Rizky Prayoga pelaku penipuan saat diamankan di Polrestabes Palembang.

PALEMBANG, PALPOS.ID – Seorang pegawai honorer di Badan Pemeriksa Keuangan Republik Indonesia (BPK RI) Jakarta Pusat (Jakpus), Rizky Prayoga (24), diamankan Unit Ranmor Satreskrim Polrestabes Palembang.

Pemuda ini dijemput di rumahnya Jalan Ratu Sianum, Lorong Sukadamai, Kelurahan 3 Ilir, Kecamatan Ilir Timur II Palembang, Sabtu (18/9) pagi.

Dia laporkan oleh mahasiswa bernama M Hasanain (22), warga Jalan Dr M Isa, Lorong Sikam, Kecamatan Ilir Timur III Palembang,  atas perkara penipuan dan atau penggelapan. Kejadiannya di rumah korban pada Selasa 17 Maret 2020 lalu.

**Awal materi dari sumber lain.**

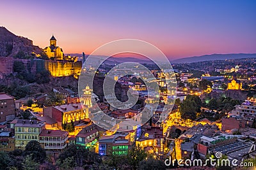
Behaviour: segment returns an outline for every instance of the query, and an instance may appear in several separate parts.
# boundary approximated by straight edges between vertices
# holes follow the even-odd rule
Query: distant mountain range
[[[71,55],[76,55],[82,57],[81,54],[72,53]],[[95,59],[99,59],[100,56],[95,56]],[[170,60],[171,63],[191,63],[200,61],[207,60],[223,60],[226,59],[237,59],[243,58],[256,58],[256,53],[227,53],[227,54],[209,54],[201,56],[195,56],[190,57],[182,58],[174,60]],[[115,64],[116,63],[121,63],[125,62],[135,62],[141,64],[152,64],[153,62],[149,60],[143,60],[135,57],[109,57],[106,61],[106,64]]]
[[[76,56],[79,57],[81,59],[83,58],[83,55],[81,53],[70,53],[70,54],[71,56]],[[106,56],[93,56],[93,57],[95,59],[95,61],[99,60],[100,59],[101,57],[105,58]],[[122,63],[122,62],[138,62],[140,64],[153,64],[153,62],[150,60],[143,60],[143,59],[138,59],[136,57],[110,57],[106,61],[105,61],[106,64],[118,64],[118,63]]]
[[[191,57],[182,58],[174,60],[171,60],[172,63],[191,63],[207,60],[223,60],[226,59],[236,59],[243,58],[256,58],[256,53],[227,53],[219,54],[214,53],[204,55],[201,56],[195,56]]]
[[[25,53],[31,54],[32,52],[40,53],[42,49],[33,45],[33,41],[26,38],[16,36],[7,30],[4,27],[0,27],[0,56],[13,57],[19,52],[23,51]],[[71,53],[70,55],[76,55],[82,58],[81,53]],[[228,53],[228,54],[210,54],[202,56],[186,57],[174,60],[171,63],[191,63],[200,61],[236,59],[242,58],[256,57],[256,53]],[[95,56],[95,60],[100,56]],[[141,64],[152,64],[152,61],[137,57],[109,57],[106,63],[115,64],[124,62],[135,62]]]

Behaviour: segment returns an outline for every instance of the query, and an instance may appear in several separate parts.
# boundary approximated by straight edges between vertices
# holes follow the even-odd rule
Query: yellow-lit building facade
[[[24,150],[28,143],[39,141],[39,135],[45,124],[36,120],[19,120],[15,125],[15,149]]]
[[[228,83],[227,90],[241,90],[242,89],[242,82],[239,80],[232,80]]]
[[[62,48],[57,46],[57,40],[52,35],[50,46],[44,49],[44,53],[51,60],[45,60],[45,67],[52,76],[79,75],[82,62],[77,61],[76,57],[65,56]],[[52,60],[53,59],[53,60]]]
[[[44,52],[49,59],[54,57],[56,60],[63,59],[63,52],[60,46],[57,46],[57,40],[53,35],[50,39],[50,46],[45,47]]]

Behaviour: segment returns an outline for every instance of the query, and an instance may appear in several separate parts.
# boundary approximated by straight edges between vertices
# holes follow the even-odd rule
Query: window
[[[148,138],[149,134],[148,133],[145,134],[145,137]]]

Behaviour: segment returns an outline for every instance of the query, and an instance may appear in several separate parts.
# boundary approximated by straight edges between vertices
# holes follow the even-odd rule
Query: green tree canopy
[[[31,154],[26,156],[22,165],[24,170],[36,170],[39,169],[40,164],[35,161]]]
[[[0,169],[7,169],[10,162],[8,154],[4,152],[0,152]]]
[[[46,153],[36,141],[30,141],[26,146],[23,153],[24,155],[31,155],[33,160],[36,162],[42,163],[46,159]]]
[[[202,90],[205,90],[207,89],[207,86],[209,85],[211,87],[212,87],[212,82],[207,80],[206,79],[203,79],[200,81],[199,81],[199,89]]]

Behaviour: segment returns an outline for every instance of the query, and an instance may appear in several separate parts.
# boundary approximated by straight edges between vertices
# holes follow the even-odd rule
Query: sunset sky
[[[146,41],[172,59],[256,53],[256,1],[1,1],[0,25],[44,48],[90,54],[123,38]]]

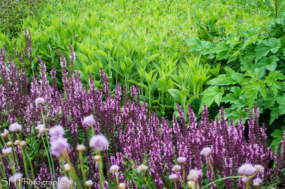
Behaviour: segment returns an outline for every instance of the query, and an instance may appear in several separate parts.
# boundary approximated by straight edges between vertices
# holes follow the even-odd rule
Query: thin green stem
[[[45,153],[47,153],[47,157],[48,157],[48,166],[50,167],[50,177],[51,178],[51,181],[52,182],[53,179],[53,178],[52,171],[51,170],[51,166],[50,165],[50,157],[48,152],[48,150],[47,149],[47,147],[45,145],[45,140],[44,139],[43,135],[42,134],[41,134],[41,136],[42,136],[42,142],[44,144],[44,147],[45,148]]]
[[[24,152],[24,150],[23,150],[22,147],[21,147],[21,151],[22,152],[22,157],[23,158],[23,161],[24,162],[24,167],[25,167],[25,171],[26,174],[26,177],[27,178],[29,177],[29,173],[28,171],[28,167],[27,166],[27,163],[26,162],[26,158],[25,156],[25,153]],[[31,189],[31,186],[28,185],[28,187],[29,189]]]
[[[208,162],[209,163],[209,165],[211,168],[211,170],[212,171],[212,172],[213,174],[213,177],[214,177],[214,181],[216,180],[216,177],[215,175],[215,172],[214,172],[214,168],[213,168],[213,166],[212,165],[212,162],[211,161],[211,159],[210,159],[210,156],[209,156],[208,157]]]
[[[146,185],[148,185],[148,188],[149,188],[149,189],[152,189],[150,185],[149,185],[148,182],[148,181],[146,180],[146,177],[145,176],[145,173],[142,173],[143,175],[143,179],[145,180],[145,183],[146,183]]]
[[[244,176],[232,176],[231,177],[225,177],[225,178],[223,178],[221,179],[218,179],[218,180],[216,180],[215,181],[213,181],[212,182],[210,182],[208,184],[205,185],[204,186],[203,186],[200,189],[204,189],[204,188],[205,188],[207,186],[210,186],[213,184],[214,184],[216,182],[217,182],[221,181],[221,180],[225,180],[226,179],[233,179],[235,178],[242,178]]]
[[[1,160],[1,164],[2,166],[2,167],[3,168],[3,171],[2,171],[2,168],[1,169],[1,173],[2,174],[2,176],[3,177],[3,178],[6,178],[6,173],[5,172],[5,168],[4,167],[4,164],[3,163],[3,160],[2,159],[2,156],[0,155],[0,160]]]
[[[174,181],[174,186],[175,187],[175,189],[177,189],[177,185],[176,184],[176,181]]]
[[[116,182],[117,183],[117,188],[119,188],[119,179],[118,178],[118,172],[116,171],[115,173],[116,176]]]
[[[103,169],[102,167],[102,157],[101,156],[101,152],[99,150],[97,150],[97,155],[100,157],[99,161],[97,161],[98,164],[98,168],[99,169],[99,180],[100,185],[100,189],[104,189],[104,174],[103,173]]]
[[[31,158],[30,158],[29,153],[28,153],[28,151],[27,151],[27,149],[25,147],[24,147],[23,148],[25,150],[25,152],[26,153],[26,154],[27,155],[27,157],[28,158],[28,160],[29,162],[29,164],[30,164],[30,167],[31,168],[31,171],[32,172],[32,177],[33,178],[33,180],[34,180],[35,179],[35,176],[34,174],[34,168],[33,168],[33,166],[32,165],[32,162],[31,161]]]
[[[39,106],[41,108],[41,113],[42,114],[42,122],[44,124],[44,126],[45,127],[45,119],[44,118],[44,113],[42,111],[42,107],[41,105],[40,104]],[[49,154],[49,155],[50,156],[50,159],[51,160],[51,164],[53,166],[53,174],[52,175],[53,176],[53,180],[56,180],[56,177],[55,177],[56,174],[55,174],[55,169],[54,169],[54,165],[53,164],[53,156],[51,155],[51,153],[50,153],[50,144],[49,142],[48,142],[48,133],[46,131],[45,132],[45,135],[46,135],[46,138],[47,138],[47,143],[48,144],[48,151],[47,151],[47,150],[46,150],[45,151],[47,153],[47,156],[48,156],[49,154],[48,154],[48,153]],[[42,139],[43,140],[43,141],[44,140],[43,140],[43,137]],[[44,142],[44,145],[45,145],[45,142]],[[48,159],[49,158],[48,158]],[[51,177],[51,178],[52,178],[52,175],[51,175],[50,176]],[[52,180],[53,180],[53,179],[52,178]]]
[[[83,163],[82,161],[82,153],[81,152],[79,152],[79,162],[80,163],[80,169],[81,169],[81,173],[82,174],[82,177],[83,177],[83,181],[84,182],[84,183],[85,183],[85,182],[86,181],[86,179],[85,178],[85,174],[84,172],[84,171],[83,170]],[[86,186],[85,185],[84,188],[86,188]]]

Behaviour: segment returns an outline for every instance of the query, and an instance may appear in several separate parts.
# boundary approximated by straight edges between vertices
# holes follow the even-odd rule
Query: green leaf
[[[277,80],[284,79],[285,79],[285,76],[280,73],[280,71],[276,70],[269,73],[264,81],[267,86],[270,87],[270,89],[273,92],[274,96],[276,97],[278,90],[281,89],[281,83]]]
[[[272,108],[275,104],[275,97],[272,93],[269,94],[266,96],[263,107],[265,109]]]
[[[275,55],[269,57],[263,57],[259,60],[257,64],[254,65],[252,68],[254,70],[259,68],[260,70],[266,69],[270,71],[273,71],[277,67],[277,63],[276,62],[279,60],[278,57]]]
[[[198,38],[195,37],[193,39],[186,39],[185,42],[188,45],[193,45],[189,51],[194,50],[201,50],[209,46],[209,41],[201,41]]]
[[[216,86],[211,86],[204,90],[201,93],[203,97],[199,113],[202,111],[204,104],[207,107],[210,107],[214,101],[218,105],[220,105],[220,102],[222,99],[224,94],[224,87],[222,87],[220,88]]]
[[[279,109],[278,109],[278,106],[275,105],[274,107],[271,108],[271,112],[270,113],[270,121],[269,122],[269,124],[271,124],[275,120],[279,117]]]
[[[180,102],[180,92],[179,90],[175,89],[170,89],[167,90],[172,96],[176,102]]]
[[[280,39],[270,38],[269,40],[263,40],[255,48],[255,63],[262,57],[267,56],[270,51],[275,54],[281,47]]]

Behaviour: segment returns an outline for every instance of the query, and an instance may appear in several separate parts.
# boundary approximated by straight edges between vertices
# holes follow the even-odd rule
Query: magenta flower
[[[108,140],[106,137],[102,134],[97,134],[91,137],[89,142],[89,145],[91,148],[94,148],[97,150],[102,151],[108,144]]]
[[[67,150],[69,146],[67,139],[60,137],[50,142],[50,152],[53,155],[59,157]]]
[[[83,124],[85,124],[89,126],[91,126],[93,124],[95,121],[95,119],[94,119],[93,115],[91,114],[84,118],[82,123]]]
[[[245,164],[238,168],[238,172],[241,175],[250,176],[252,175],[256,171],[256,168],[250,164]]]
[[[43,104],[45,103],[45,99],[42,97],[38,97],[35,100],[35,103],[37,105]]]
[[[50,135],[51,141],[62,137],[65,134],[64,130],[62,126],[59,125],[56,125],[50,129],[48,133]]]
[[[15,123],[11,124],[9,127],[9,130],[12,132],[17,132],[22,130],[22,125]]]
[[[200,152],[200,155],[203,155],[206,157],[212,153],[212,150],[210,147],[205,147],[202,149]]]
[[[23,178],[23,174],[17,173],[10,177],[10,180],[13,183],[19,183],[20,179]]]

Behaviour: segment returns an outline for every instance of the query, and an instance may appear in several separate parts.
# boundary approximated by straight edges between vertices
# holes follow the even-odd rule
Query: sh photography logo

Berdasarkan data dari polisi, korban dan pelaku saling kenal. Kemudian pelaku menawarkan masker merk Sensi kepada korban dengan harga Rp.300 ribu perkotak isi 50 pcs.

Lalu korban memesan masker sebanyak 2000 kotak kepada pelaku, dan langsung membayar Rp.60 juta melalui M-Banking. Setelah menerima pembayaran, pelaku berjanji bahwa masker pesanan korban akan tiba di Palembang dalam tempo waktu dua minggu.

Beberapa waktu kemudian, pelaku mengirimkan video kepada korban bahwa masker yang dipesannya telah siap dikirim ke Palembang, sehingga korban memesan lagi masker kepada pelaku dengan total pembayaran Rp.305 juta.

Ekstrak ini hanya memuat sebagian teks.